Kurang kuatnya tradisi Yahudi dalam menjaga nasab diperparah dengan adanya pemahaman matrilineal (mengambil nasab dari jalur ibu) yang berkembang di antara mereka. Pada abad kedua, rabi-rabi Yahudi mengubah tradisi patrilineal menjadi matrilineal. Mereka menyatakan inilah yang diajarkan Talmud. Keyakinan ini terus berkembang di kalangan Yahudi ortodoks. Adapun orang-orang Yahudi Amerika tidak begitu mempersoalkan masalah ini, menurut mereka jika salah satu dari orang tua, ayah atau ibu seorang Yahudi dan sang anak tumbuh sebagai seorang Yahudi, maka ia Yahudi. Dengan demikian semakin ranculah nasab orang-orang Yahudi.

Ketiga, dari sisi agama.

Agama yang dibawa oleh para nabi dan rasul adalah agama tauhid, mengesakan Allah dan tidak menyekutukannya dengan sesuatu apapun. Itulah agama Islam. Tidak ada seorang pun nabi ataupun rasul yang membawa ajaran selain dari ajaran tauhid ini. Oleh karena itu, Allah Ta’ala membantah penisbatan Nabi Ibrahim kepada agama Yahudi. Allah Ta’alaberfirman,

مَا كَانَ إِبْرَاهِيمُ يَهُودِيًّا وَلَا نَصْرَانِيًّا وَلَٰكِنْ كَانَ حَنِيفًا مُسْلِمًا وَمَا كَانَ مِنَ الْمُشْرِكِينَ

“Ibrahim bukan seorang Yahudi dan bukan (pula) seorang Nasrani, akan tetapi dia adalah seorang yang lurus lagi berserah diri (kepada Allah) dan sekali-kali bukanlah dia termasuk golongan orang-orang musyrik.” (QS. Ali Imran: 67).

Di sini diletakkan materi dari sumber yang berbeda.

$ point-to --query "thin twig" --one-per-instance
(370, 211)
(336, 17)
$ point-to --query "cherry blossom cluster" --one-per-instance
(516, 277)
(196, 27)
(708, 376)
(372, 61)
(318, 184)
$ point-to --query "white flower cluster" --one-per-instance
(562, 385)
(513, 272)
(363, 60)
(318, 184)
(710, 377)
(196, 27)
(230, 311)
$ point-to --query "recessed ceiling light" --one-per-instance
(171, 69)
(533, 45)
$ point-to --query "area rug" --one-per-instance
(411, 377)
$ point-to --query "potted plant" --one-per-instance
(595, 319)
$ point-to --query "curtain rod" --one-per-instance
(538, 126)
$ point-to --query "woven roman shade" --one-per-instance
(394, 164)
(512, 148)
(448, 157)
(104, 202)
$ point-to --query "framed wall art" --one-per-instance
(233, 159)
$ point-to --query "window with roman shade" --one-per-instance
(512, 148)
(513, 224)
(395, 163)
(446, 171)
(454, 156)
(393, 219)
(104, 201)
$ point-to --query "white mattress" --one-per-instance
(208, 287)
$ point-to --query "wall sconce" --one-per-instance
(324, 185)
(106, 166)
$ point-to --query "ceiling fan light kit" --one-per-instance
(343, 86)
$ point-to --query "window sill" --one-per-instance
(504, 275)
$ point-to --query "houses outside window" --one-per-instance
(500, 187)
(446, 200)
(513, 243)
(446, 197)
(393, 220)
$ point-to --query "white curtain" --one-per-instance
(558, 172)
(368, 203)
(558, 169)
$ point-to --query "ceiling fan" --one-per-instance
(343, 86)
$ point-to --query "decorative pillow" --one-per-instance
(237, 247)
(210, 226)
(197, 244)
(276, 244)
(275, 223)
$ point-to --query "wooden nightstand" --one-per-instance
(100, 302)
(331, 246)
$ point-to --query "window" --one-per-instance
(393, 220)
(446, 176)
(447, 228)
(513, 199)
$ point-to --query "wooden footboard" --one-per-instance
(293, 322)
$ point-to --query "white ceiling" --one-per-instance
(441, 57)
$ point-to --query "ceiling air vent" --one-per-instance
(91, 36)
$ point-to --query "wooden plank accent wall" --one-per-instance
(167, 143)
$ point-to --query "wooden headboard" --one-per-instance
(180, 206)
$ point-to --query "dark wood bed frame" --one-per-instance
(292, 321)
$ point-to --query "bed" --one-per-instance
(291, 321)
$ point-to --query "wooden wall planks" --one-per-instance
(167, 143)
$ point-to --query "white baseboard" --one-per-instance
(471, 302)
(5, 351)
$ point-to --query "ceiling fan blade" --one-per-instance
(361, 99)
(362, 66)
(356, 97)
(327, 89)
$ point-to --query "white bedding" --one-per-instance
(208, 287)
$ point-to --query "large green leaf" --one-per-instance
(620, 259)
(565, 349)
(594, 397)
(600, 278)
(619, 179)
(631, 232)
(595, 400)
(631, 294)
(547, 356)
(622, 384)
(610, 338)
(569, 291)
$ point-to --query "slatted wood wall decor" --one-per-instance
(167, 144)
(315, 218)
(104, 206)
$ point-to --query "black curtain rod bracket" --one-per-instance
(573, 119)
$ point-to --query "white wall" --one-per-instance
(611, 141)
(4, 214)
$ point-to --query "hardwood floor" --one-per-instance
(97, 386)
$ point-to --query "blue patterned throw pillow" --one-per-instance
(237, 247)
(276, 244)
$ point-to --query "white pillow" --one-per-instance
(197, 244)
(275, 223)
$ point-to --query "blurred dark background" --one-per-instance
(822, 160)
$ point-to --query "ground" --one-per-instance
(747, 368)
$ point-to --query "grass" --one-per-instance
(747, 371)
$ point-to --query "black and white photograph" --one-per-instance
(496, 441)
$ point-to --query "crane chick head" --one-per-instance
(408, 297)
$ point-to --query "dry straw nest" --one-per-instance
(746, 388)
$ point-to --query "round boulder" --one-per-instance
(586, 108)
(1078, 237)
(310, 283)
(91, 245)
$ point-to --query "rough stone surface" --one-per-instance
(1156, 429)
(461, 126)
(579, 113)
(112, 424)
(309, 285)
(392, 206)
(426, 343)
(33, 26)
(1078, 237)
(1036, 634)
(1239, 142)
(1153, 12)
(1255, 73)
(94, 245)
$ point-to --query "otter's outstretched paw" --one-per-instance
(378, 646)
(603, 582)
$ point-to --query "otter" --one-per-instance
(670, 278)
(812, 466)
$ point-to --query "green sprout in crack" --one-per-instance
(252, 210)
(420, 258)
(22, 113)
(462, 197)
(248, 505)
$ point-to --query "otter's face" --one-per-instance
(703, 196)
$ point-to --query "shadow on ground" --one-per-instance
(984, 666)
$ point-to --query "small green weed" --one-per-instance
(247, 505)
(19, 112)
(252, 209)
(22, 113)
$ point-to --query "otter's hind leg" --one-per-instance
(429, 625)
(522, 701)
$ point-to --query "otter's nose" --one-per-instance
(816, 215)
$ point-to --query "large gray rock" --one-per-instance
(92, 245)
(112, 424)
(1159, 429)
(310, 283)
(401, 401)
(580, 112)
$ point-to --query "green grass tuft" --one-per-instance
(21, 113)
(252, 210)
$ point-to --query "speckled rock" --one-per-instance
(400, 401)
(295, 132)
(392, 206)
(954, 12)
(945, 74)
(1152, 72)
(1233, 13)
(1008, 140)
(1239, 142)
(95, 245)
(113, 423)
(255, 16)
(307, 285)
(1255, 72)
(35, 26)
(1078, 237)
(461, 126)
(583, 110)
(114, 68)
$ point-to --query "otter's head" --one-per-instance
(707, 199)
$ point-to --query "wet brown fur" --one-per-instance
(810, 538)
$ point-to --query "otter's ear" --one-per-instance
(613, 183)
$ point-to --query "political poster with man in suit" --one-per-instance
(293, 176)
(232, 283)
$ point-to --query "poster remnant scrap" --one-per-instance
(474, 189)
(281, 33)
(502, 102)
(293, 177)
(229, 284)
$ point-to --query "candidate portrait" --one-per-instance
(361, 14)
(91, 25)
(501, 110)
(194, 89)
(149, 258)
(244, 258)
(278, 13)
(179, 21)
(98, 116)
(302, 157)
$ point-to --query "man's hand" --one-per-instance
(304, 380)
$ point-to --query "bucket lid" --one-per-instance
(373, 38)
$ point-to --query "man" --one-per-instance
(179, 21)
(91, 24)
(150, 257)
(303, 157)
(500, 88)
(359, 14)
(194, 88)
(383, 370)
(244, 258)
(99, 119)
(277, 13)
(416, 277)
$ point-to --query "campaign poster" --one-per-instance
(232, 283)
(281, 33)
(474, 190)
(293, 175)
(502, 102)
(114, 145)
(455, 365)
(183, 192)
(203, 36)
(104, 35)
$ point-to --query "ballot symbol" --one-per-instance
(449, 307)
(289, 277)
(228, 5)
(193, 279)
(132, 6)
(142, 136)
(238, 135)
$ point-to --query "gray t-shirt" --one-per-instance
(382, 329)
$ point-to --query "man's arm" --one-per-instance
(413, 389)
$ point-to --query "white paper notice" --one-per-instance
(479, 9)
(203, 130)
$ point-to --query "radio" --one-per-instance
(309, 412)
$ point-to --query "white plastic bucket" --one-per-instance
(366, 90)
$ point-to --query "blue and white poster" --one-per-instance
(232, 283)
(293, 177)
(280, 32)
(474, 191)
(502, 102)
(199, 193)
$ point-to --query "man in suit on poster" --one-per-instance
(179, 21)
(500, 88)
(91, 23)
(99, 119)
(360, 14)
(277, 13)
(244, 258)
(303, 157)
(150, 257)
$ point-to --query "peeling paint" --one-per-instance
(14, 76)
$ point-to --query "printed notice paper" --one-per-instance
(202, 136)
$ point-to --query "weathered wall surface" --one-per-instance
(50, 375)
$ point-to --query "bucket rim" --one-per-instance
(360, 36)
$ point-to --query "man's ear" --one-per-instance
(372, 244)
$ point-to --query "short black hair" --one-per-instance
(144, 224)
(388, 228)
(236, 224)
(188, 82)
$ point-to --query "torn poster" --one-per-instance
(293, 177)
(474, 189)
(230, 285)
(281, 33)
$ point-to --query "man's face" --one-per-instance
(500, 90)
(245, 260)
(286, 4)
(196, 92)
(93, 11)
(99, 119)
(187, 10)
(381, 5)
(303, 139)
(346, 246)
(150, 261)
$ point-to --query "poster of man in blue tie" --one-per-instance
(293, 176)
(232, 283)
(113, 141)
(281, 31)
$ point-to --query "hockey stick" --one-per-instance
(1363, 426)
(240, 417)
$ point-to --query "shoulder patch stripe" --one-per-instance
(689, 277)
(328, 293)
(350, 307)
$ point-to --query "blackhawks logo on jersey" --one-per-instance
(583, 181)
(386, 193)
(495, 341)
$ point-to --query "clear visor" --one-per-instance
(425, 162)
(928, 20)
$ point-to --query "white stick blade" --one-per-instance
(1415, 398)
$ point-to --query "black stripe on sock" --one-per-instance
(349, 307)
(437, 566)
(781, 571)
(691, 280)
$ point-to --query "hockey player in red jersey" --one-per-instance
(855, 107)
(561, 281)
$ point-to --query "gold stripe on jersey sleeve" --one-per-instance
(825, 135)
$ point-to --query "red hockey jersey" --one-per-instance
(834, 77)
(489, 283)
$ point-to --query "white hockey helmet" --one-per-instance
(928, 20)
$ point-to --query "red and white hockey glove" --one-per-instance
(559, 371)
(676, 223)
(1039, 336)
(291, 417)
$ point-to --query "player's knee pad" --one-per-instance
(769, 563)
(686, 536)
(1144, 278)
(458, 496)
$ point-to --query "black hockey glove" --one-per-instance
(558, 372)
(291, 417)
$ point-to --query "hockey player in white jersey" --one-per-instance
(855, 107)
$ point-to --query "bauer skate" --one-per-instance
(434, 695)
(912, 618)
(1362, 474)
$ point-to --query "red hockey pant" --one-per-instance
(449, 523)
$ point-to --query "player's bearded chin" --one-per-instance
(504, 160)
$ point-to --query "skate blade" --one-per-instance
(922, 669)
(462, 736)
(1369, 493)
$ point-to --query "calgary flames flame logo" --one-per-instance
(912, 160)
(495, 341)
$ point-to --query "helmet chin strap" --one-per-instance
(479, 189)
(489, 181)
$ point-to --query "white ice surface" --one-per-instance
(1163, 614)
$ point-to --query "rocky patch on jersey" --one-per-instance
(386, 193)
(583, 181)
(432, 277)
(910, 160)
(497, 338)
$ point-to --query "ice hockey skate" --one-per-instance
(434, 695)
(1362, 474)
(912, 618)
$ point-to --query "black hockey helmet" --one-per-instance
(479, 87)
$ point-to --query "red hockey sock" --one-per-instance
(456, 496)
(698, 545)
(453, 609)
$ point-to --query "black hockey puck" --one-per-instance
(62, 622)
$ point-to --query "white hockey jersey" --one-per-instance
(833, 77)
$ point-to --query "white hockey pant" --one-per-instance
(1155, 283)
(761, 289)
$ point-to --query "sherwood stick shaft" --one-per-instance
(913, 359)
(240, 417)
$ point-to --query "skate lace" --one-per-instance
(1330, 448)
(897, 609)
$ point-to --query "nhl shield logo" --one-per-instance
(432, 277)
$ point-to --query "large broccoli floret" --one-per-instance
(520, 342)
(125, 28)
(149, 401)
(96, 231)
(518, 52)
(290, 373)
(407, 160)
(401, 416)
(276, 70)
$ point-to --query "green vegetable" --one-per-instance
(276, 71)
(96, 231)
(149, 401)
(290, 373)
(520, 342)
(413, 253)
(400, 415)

Kemudian, agama para nabi dan rasul, agama Islam, tidak memandang nasab hanya berdasarkan garis keturunan, tetapi juga menyertakan keimanan. Sebagaimana kisah Nabi Nuh

وَنَادَىٰ نُوحٌ رَبَّهُ فَقَالَ رَبِّ إِنَّ ابْنِي مِنْ أَهْلِي وَإِنَّ وَعْدَكَ الْحَقُّ وَأَنْتَ أَحْكَمُ الْحَاكِمِينَ . قَالَ يَا نُوحُ إِنَّهُ لَيْسَ مِنْ أَهْلِكَ ۖ إِنَّهُ عَمَلٌ غَيْرُ صَالِحٍ ۖ فَلَا تَسْأَلْنِ مَا لَيْسَ لَكَ بِهِ عِلْمٌ ۖ إِنِّي أَعِظُكَ أَنْ تَكُونَ مِنَ الْجَاهِلِينَ

Dan Nuh berseru kepada Tuhannya sambil berkata: “Ya Tuhanku, sesungguhnya anakku termasuk keluargaku, dan sesungguhnya janji Engkau itulah yang benar. Dan Engkau adalah Hakim yang seadil-adilnya”. Allah berfirman: “Hai Nuh, sesungguhnya dia bukanlah termasuk keluargamu, sesungguhnya (perbuatan)nya perbuatan yang tidak baik. Sebab itu janganlah kamu memohon kepada-Ku sesuatu yang kamu tidak mengetahui (hakekat)nya. Sesungguhnya Aku memperingatkan kepadamu supaya kamu jangan termasuk orang-orang yang tidak berpengetahuan”. (QS. Hud: 45-46).

Allah Ta’ala lebih mengedepankan hubungan keimanan dibandingkan hubungan nasab. Oleh karena itu, Allah selamatkan pengikut Nabi Nuh dan menggolongkan mereka sebagai keluarganya dan menenggelamkan anaknya yang ingkar kepada Allah, walaupun secara hubungan darah, sang anak lebih dekat kekerabatannya disbanding para pengikut Nabi Nuh ‘alaihissalam.

Penutup

Dengan demikian, klaim Yahudi atas tanah Palestina sangat lemah sekali. Mereka tidak memiliki argumentasi yang kuat baik dari tinjauan historis, nasab, dan agama. Mereka tidak lebih dari kalangan penjajah yang merebut paksa Palestina dari pemukim aslinya.